Sorry this card is late. My father told me that he called you last week to apologize for my tardy thank-you notes. He is not sitting here right now as I write this and I am so very happy about it. I might be a retard but when he’s standing over me, watching every stroke of my pen, I become a much more substantial retard. I love that I can write anything I want right now and he’s not here to see it. For example: Ass. Fuck. Fist. Shit.

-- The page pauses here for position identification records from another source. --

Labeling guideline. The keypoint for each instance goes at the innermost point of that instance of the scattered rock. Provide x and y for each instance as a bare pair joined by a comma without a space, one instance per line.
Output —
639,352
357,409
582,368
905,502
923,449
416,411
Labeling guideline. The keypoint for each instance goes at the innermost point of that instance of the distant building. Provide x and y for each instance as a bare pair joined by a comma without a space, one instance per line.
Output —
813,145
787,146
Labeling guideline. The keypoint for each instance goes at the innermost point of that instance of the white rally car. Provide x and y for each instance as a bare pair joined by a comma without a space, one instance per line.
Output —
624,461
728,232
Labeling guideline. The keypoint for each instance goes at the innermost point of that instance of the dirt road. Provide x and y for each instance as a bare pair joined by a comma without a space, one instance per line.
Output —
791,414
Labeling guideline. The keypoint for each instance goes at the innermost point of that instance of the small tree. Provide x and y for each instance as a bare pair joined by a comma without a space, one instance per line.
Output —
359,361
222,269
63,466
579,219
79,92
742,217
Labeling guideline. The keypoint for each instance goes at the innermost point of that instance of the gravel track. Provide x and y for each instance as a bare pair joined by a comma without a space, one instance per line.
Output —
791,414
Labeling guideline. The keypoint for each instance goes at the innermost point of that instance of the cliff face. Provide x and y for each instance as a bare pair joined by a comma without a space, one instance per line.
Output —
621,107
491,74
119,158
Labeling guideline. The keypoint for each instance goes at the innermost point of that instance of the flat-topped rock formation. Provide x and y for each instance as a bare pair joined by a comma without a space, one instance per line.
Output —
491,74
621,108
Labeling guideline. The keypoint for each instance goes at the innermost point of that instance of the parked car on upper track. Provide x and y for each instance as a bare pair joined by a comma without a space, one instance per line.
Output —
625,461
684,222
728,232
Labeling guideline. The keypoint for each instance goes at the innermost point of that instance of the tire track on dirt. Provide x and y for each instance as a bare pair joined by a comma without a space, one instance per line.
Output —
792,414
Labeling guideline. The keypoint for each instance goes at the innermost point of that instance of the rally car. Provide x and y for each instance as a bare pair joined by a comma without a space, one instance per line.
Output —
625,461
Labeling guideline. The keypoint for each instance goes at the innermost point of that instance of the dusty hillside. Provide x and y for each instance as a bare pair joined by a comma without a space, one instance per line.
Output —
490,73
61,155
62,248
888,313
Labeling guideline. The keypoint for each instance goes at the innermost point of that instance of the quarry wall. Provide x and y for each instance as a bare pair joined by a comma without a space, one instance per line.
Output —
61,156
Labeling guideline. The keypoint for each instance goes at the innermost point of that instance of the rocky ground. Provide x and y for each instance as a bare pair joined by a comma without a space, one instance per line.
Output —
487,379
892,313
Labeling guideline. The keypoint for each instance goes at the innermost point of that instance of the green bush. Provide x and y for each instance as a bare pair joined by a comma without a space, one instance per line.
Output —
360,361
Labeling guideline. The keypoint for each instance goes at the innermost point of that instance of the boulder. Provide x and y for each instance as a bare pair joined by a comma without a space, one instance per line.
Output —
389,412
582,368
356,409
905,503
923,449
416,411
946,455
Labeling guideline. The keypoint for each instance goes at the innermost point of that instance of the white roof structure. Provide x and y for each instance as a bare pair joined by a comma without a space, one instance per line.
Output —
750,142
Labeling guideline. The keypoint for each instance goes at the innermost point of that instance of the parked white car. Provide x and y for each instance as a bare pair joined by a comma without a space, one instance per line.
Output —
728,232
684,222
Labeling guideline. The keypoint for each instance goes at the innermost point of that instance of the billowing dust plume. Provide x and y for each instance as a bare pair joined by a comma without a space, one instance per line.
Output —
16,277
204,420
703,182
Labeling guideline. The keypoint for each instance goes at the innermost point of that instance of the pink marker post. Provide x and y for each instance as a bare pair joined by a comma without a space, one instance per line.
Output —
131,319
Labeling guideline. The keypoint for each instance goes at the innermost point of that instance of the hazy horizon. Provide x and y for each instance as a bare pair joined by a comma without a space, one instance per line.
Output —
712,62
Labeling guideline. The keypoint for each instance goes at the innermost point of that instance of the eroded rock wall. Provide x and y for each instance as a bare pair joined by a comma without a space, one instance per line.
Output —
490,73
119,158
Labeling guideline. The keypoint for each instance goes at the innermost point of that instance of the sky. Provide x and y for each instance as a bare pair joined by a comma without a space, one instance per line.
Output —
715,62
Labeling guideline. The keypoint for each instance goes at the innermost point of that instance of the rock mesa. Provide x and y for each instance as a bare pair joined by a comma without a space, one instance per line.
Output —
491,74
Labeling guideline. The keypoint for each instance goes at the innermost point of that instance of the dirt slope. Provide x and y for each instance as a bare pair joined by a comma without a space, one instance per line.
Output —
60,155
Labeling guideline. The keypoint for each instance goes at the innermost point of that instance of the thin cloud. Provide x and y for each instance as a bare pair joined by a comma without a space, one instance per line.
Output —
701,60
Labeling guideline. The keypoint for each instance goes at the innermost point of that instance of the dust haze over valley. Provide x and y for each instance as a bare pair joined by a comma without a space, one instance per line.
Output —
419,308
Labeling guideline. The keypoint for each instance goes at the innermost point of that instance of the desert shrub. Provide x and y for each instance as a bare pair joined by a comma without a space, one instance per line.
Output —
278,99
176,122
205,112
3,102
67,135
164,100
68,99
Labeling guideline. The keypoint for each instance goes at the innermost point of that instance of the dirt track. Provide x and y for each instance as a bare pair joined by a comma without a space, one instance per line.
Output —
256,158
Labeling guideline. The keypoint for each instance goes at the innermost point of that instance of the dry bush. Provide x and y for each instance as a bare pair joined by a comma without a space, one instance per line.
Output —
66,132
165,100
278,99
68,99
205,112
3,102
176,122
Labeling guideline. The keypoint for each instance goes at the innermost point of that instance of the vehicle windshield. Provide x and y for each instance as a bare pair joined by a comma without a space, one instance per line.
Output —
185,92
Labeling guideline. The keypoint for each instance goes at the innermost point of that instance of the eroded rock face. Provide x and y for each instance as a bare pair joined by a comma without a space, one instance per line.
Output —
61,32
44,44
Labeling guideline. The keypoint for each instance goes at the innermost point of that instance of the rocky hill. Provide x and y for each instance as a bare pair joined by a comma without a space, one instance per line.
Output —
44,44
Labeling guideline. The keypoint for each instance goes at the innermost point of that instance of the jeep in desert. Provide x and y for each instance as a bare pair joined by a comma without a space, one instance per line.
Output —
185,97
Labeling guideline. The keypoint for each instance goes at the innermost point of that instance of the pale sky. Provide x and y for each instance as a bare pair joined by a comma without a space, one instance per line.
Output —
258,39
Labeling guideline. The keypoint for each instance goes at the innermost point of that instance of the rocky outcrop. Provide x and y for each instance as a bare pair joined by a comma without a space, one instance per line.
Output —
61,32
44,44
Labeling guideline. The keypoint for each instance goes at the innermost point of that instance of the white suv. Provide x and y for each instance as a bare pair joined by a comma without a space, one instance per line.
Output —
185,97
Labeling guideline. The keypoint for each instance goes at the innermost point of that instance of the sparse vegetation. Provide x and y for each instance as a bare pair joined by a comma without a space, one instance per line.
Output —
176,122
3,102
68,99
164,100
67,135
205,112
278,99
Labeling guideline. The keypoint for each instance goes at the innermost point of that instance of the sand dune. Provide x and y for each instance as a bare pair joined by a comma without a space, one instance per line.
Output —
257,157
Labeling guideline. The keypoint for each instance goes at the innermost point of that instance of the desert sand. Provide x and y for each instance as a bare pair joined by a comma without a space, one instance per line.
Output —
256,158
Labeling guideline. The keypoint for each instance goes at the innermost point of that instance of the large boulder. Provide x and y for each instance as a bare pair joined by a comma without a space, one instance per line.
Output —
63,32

Boink. Dick. Fiddle-fart. Titties. Etc. Rhode Island, Rhode Island, Rhode Island, I’ll soon leave here and live on an island. I can write that Megan takes her bras off in front of me now. I don’t know if you know her or not. She lives in our attic and eats dinner with me. We’ve been doing a lot of back scratching up in her room and I’m getting used to seeing the raised and pinkish part on each of her breasts. My friend Jon says that this area is called the ariolla. The other day she sat up with her bra off and it didn’t seem to bother her that I was sitting there, two inches away, pretending not to care that her nudity was so close to me. I try not to stare at her chest when she sits up to light her cigarettes. But as it turns out I’m a great deal interested in nakedness and the beauty of girls and that raised and pinkish part of the female ariolla. Lately, after I go down to my room and my boner (slang for “erect penis”) deflates, I’ve been seeing something wet in my underwear that I don’t think is pee. I think it’s what they call sperm. In the sixth grade a classmate named David Barnett told me we only have a million of them to spend so we should be careful with every drop. I’ve got to tell you, Morris and Dora, I’m a little concerned. I have no way of knowing how many sperms I have left in my testicles.